Апатичный Джоди выдает мне тубу с мазью, заполняет какие-то формы по страховке. Когда я ухожу, он улыбается… Мне? Нет, скорее, чему-то увиденному в журнале.
За что они дерут такие деньги – непонятно.
Знакомая уже пристань у Фронт-стрит наводнена пестро одетыми таксистами, наперебой приглашающими в «эксклюзивную поездку в квартал Мариго» на французскую сторону. Вариациями этого были, в зависимости от контингента туристов, «эксклюзивное посещение самого приватного стрип-джойнта на Вест-Индах», «эксклюзивный просмотр самой старой ветряной мельницы на Карибах», и «эксклюзивная экскурсия на место прошлогоднего пожара гостиницы «Сан Суси». Поколебавшись, я решаю – по совету Виалли – идти до оффиса Каммингса пешком.
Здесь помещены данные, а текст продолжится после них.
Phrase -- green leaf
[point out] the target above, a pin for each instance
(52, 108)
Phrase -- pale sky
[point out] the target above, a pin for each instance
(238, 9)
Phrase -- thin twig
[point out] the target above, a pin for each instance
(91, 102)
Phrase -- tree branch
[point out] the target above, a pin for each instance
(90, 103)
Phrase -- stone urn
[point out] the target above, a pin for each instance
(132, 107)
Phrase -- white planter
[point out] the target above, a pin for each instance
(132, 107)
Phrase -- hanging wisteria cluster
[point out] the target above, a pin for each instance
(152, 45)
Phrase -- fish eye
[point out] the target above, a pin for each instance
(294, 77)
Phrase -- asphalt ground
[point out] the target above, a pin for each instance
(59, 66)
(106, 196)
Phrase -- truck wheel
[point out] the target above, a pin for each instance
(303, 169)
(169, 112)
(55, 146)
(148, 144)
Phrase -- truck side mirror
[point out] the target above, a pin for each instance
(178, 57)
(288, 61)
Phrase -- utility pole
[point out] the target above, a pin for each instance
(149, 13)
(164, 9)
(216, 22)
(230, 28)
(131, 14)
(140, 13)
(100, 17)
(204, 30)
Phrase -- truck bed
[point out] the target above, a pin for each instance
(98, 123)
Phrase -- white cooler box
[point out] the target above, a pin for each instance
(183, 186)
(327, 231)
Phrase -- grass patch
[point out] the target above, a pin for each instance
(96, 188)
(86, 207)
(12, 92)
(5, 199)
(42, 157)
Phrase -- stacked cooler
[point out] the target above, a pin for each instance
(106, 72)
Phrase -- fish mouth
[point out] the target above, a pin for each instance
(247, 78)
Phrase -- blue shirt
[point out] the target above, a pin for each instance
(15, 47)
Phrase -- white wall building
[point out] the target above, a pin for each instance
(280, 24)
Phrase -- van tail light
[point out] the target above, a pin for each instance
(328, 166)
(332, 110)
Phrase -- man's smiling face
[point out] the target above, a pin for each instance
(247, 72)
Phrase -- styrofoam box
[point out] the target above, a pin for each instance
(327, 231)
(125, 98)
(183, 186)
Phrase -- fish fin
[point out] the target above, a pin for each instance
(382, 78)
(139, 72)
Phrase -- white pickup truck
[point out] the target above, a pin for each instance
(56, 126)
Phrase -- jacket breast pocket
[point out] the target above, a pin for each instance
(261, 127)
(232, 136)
Я настоял на том, чтобы Эжени осталась на корабле. Наверняка приемная доктора забита местными жителями – с плачущими детьми, пригнанными в уплату козами и кучей экзотических бактерий и вирусов. Покапризничав мгновение для приличия, она согласилась поскучать у бассейна в аттриуме, где я и пообещал найти ее через три часа. В качестве утешения я купил ей какой-то сногсшибательный коктейль в баре и воткнул в джакузи рядом с парой интенсивно изучающих друг друга молодоженов.
Я выгляжу вполне сносно. Ранний сытный ланч подкрепил меня. Мазь – или время – сделали свое дело; лишь под глазами, на лбу и на шее остались слегка заметные припухлости. Народ уже не шарахается от меня, ну, а остальное вскоре выяснится.
Внешний вид улицы Принца Альберта явно не дотягивал до напыщенности ее названия. Если дома, гнездящиеся ближе к центру, кое-где еще сохраняли облупившуюся краску на обветшалых стенах, то лачуги в ее конце, выстроенные с применением всего, что было выброшено морем на берег, не подозревали о существовании штукатурки и малярной кисти.
Типичный пейзаж запущенного портового тупика. Раскаленное солнце, запах жареной рыбы, местных специй, марихуаны и дешевой любви. Я уже собрался было повернуть восвояси, но за кучей «шаков» из ящичных досок внезапно увидел вполне приличный одноэтажный дом из бальсового дерева, выстроенный на каменном фундаменте – наверное, из тех же фрегатных камней, о которых говорил нам Бриз. Я тут же заверил себя, что даже если это будет бордель, а не оффис доктора, я все равно зайду туда отдохнуть от обессиливающей жары.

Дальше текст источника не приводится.